Vivre ensemble

Vivre ensemble

 

Au fil des différentes réunions dans les quartiers, un constat : le « vivre ensemble » devient de plus en plus difficile. Pourquoi ? Parce que notre société évolue et pousse vers l’individualisme. Parce ce que le quotidien, lourd à gérer entre la famille, la profession, les déplacements, entraine un repli sur soi et fatalement le développement de l’égoïsme.

Les exemples et les conséquences sont innombrables. Chacun peut relater une anecdote ou témoigner de ses griefs.

Faire la fête, c’est bien, mais sans l’imposer à tout l’immeuble ou le quartier : il faut penser à ceux qui vont travailler le lendemain ou aux personnes malades.

Avoir un chien, c’est sympathique, mais le laisser souiller tous les jours le trottoir, c’est ne pas tenir compte des autres passants. Et si l’on a la correction de ramasser, il faut aller au bout de son acte et mettre le sachet dans une poubelle, pas le laisser sur le trottoir ou le bord d’une fenêtre ! Idem pour la canette ou la bouteille d’eau à ne pas abandonner sur la voie publique, une fois qu’elles sont bues.

Avoir une haie, c’est sympathique, c’est une belle verdure.

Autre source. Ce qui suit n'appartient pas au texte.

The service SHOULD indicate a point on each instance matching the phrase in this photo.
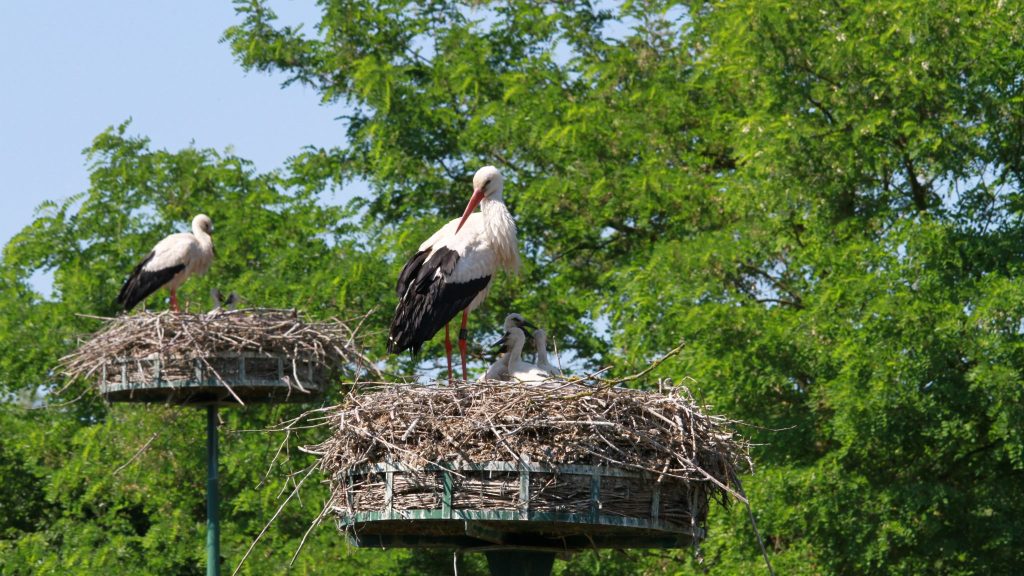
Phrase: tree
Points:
(823, 201)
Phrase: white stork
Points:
(541, 343)
(170, 262)
(452, 272)
(500, 369)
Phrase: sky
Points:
(71, 70)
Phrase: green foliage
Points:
(823, 200)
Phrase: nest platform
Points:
(558, 466)
(222, 358)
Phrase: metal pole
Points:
(212, 495)
(519, 563)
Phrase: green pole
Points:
(212, 497)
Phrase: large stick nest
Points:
(666, 438)
(183, 342)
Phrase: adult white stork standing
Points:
(170, 262)
(500, 369)
(541, 343)
(452, 272)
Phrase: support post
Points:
(212, 495)
(519, 563)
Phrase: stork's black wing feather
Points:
(141, 283)
(430, 301)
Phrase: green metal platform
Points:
(519, 524)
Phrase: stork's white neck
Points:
(501, 231)
(201, 235)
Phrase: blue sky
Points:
(72, 69)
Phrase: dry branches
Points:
(170, 346)
(658, 439)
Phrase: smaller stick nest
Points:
(171, 346)
(665, 438)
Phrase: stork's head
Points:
(517, 321)
(486, 183)
(202, 222)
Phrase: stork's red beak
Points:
(476, 198)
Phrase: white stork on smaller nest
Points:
(170, 262)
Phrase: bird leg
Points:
(462, 344)
(448, 352)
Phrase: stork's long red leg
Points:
(462, 343)
(448, 352)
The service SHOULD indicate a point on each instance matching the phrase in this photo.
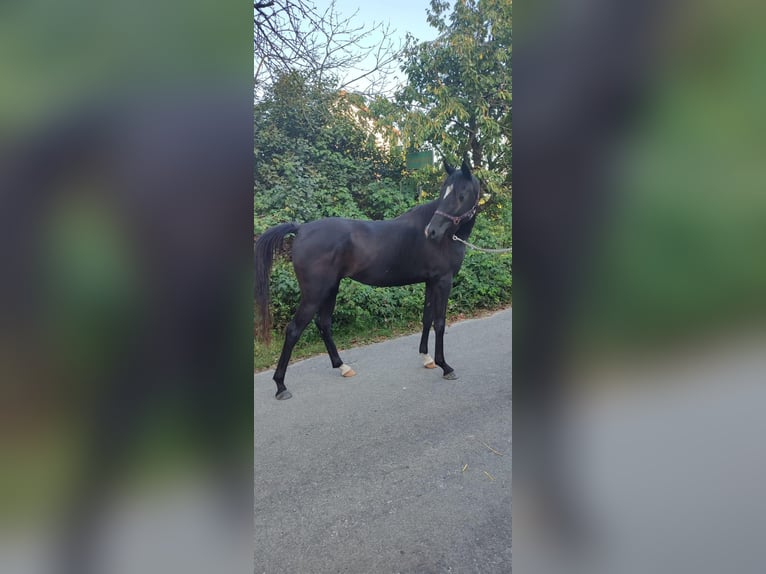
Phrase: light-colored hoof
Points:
(346, 371)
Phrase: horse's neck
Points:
(464, 231)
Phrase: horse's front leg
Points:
(428, 319)
(440, 295)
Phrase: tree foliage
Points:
(317, 155)
(458, 96)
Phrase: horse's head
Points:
(458, 201)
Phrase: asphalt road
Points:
(393, 470)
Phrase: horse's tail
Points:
(265, 247)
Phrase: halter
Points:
(456, 219)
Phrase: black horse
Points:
(416, 247)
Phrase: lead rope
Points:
(483, 249)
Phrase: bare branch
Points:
(290, 35)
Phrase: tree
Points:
(319, 153)
(458, 97)
(292, 35)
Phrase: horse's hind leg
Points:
(324, 324)
(293, 332)
(428, 319)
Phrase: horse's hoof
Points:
(346, 371)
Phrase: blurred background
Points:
(125, 315)
(639, 250)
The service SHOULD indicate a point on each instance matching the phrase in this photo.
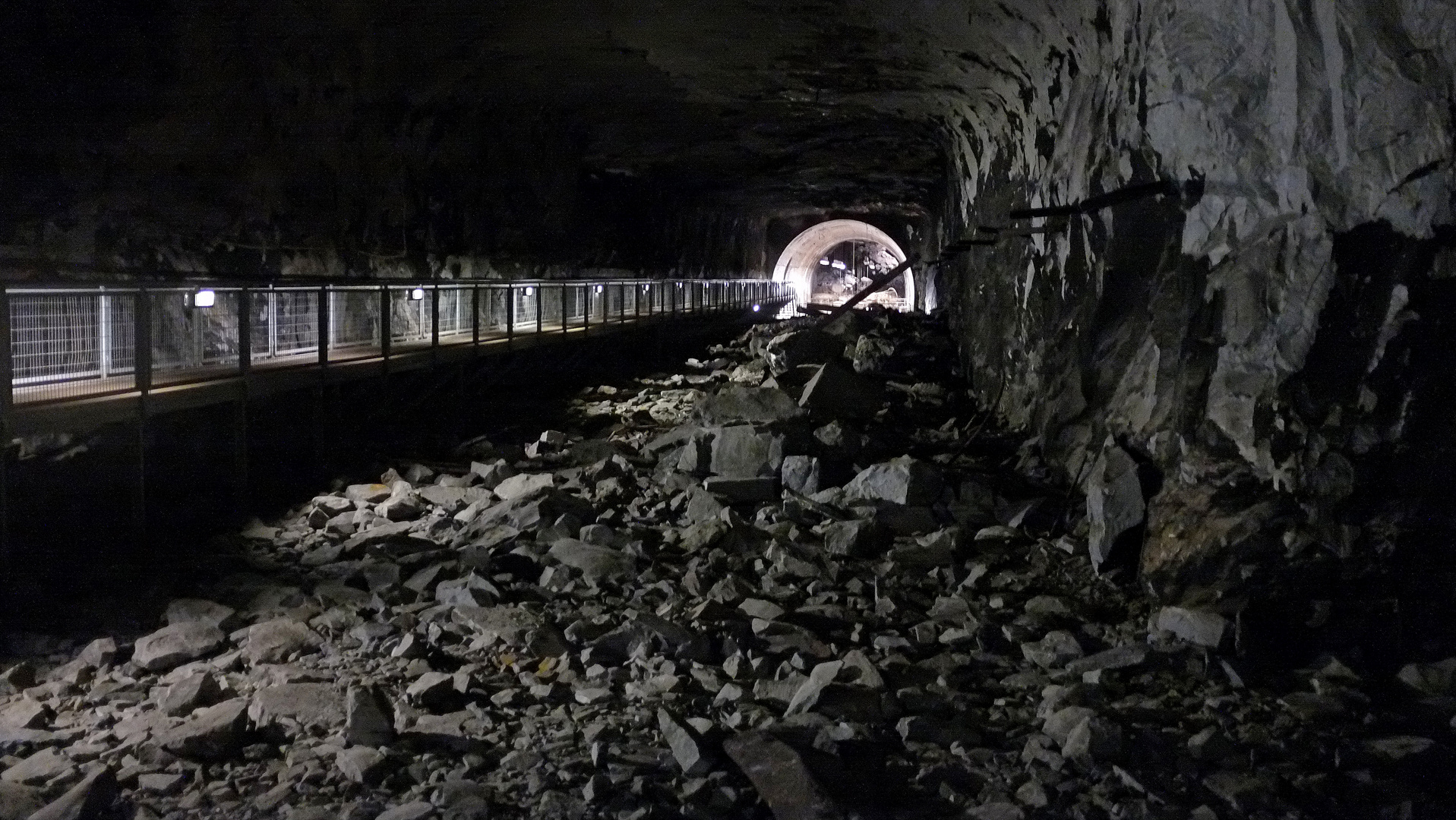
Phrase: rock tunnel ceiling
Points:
(1199, 255)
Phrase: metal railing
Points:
(70, 342)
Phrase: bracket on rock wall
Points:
(1192, 188)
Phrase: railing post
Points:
(475, 315)
(141, 342)
(6, 402)
(141, 374)
(104, 334)
(245, 331)
(434, 320)
(386, 317)
(324, 325)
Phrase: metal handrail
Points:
(70, 342)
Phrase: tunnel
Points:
(827, 263)
(640, 410)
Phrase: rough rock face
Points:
(924, 636)
(1265, 320)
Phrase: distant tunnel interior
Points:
(456, 411)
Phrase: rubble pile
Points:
(797, 582)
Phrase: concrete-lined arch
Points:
(800, 260)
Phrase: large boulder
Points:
(900, 481)
(1114, 501)
(593, 561)
(216, 733)
(274, 642)
(781, 777)
(759, 405)
(838, 392)
(743, 452)
(794, 348)
(176, 644)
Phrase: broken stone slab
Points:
(368, 720)
(39, 768)
(687, 746)
(743, 490)
(306, 704)
(903, 481)
(1059, 724)
(216, 733)
(89, 800)
(781, 778)
(743, 452)
(797, 348)
(1194, 625)
(859, 538)
(595, 563)
(800, 474)
(362, 494)
(277, 640)
(1056, 650)
(176, 644)
(1114, 501)
(757, 405)
(103, 651)
(513, 625)
(838, 392)
(463, 800)
(492, 474)
(1094, 742)
(25, 714)
(1119, 658)
(198, 689)
(1430, 679)
(808, 694)
(523, 485)
(362, 765)
(415, 810)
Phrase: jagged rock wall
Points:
(1264, 344)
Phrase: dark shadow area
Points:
(81, 566)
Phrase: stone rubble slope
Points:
(789, 583)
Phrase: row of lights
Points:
(207, 298)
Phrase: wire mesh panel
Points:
(352, 320)
(408, 315)
(574, 301)
(188, 337)
(614, 302)
(295, 322)
(554, 299)
(525, 306)
(492, 308)
(70, 344)
(455, 312)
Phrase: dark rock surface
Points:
(636, 645)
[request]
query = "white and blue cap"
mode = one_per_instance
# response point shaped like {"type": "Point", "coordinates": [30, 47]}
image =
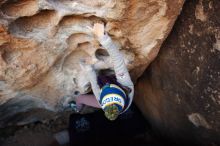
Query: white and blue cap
{"type": "Point", "coordinates": [112, 94]}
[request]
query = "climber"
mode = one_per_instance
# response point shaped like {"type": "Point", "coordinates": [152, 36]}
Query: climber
{"type": "Point", "coordinates": [116, 93]}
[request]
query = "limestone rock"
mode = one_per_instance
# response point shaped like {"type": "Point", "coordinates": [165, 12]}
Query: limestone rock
{"type": "Point", "coordinates": [180, 92]}
{"type": "Point", "coordinates": [42, 42]}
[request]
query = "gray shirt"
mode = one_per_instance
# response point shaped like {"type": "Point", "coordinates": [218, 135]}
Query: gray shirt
{"type": "Point", "coordinates": [121, 72]}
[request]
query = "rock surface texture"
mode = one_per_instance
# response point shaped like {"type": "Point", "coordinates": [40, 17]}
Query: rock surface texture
{"type": "Point", "coordinates": [42, 42]}
{"type": "Point", "coordinates": [179, 93]}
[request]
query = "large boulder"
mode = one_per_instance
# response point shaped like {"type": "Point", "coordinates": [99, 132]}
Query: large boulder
{"type": "Point", "coordinates": [180, 91]}
{"type": "Point", "coordinates": [42, 42]}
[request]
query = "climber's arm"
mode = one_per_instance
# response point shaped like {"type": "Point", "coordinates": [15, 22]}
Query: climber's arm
{"type": "Point", "coordinates": [91, 75]}
{"type": "Point", "coordinates": [120, 68]}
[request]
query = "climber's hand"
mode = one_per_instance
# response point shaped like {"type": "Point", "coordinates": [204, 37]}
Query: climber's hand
{"type": "Point", "coordinates": [85, 67]}
{"type": "Point", "coordinates": [98, 30]}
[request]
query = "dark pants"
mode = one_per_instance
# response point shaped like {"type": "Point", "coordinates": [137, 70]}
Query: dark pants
{"type": "Point", "coordinates": [95, 129]}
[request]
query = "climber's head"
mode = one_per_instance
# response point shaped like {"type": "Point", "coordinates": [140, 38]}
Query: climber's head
{"type": "Point", "coordinates": [112, 100]}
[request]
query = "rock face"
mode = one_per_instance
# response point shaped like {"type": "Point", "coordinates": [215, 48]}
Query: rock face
{"type": "Point", "coordinates": [180, 92]}
{"type": "Point", "coordinates": [42, 41]}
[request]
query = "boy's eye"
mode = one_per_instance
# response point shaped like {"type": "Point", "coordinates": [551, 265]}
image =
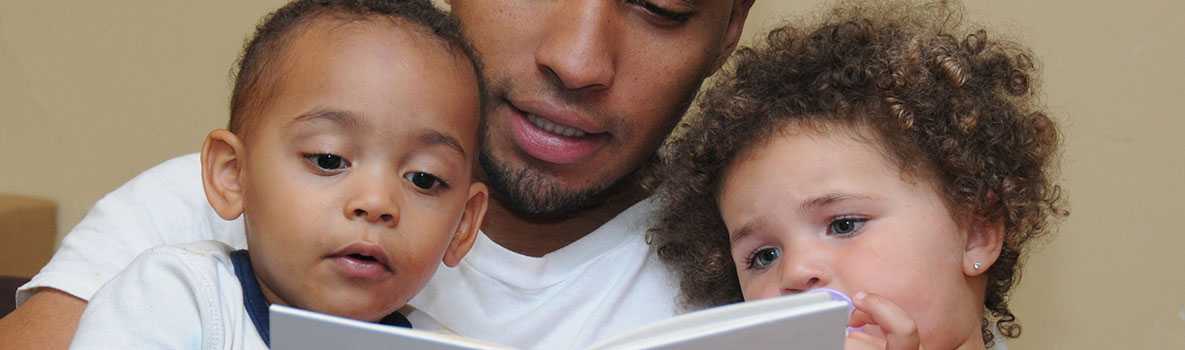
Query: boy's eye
{"type": "Point", "coordinates": [763, 258]}
{"type": "Point", "coordinates": [327, 161]}
{"type": "Point", "coordinates": [845, 226]}
{"type": "Point", "coordinates": [423, 180]}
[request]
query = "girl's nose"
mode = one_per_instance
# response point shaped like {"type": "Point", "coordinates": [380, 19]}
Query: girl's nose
{"type": "Point", "coordinates": [804, 271]}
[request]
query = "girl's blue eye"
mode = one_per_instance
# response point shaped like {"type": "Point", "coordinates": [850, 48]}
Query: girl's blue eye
{"type": "Point", "coordinates": [763, 258]}
{"type": "Point", "coordinates": [327, 161]}
{"type": "Point", "coordinates": [845, 226]}
{"type": "Point", "coordinates": [423, 180]}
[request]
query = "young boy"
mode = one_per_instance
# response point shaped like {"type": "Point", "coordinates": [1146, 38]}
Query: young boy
{"type": "Point", "coordinates": [352, 135]}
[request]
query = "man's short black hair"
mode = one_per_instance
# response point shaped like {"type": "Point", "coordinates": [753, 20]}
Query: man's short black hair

Mais il faut l’entretenir et la couper régulièrement : si les branches dépassent, c’est gênant.

Vous êtes pressé, vous en avez juste pour quelques minutes et vous stationnez sur une place réservée aux personnes handicapées ou sur le trottoir : pensez-vous aux mamans avec poussettes, aux personnes âgées qui devront emprunter la chaussée pour passer ?

Juste quelques exemples, il y en a tant ! Certes, l’arsenal des lois et des règlements divers et variés est là pour encadrer la société. Mais l’élément primordial, c’est l’intelligence humaine et le sens moral de l’individu. Le civisme, c’est tout simple : c’est réfléchir à son acte et envisager ses conséquences, c’est penser à l’autre dont on a besoin tous les jours.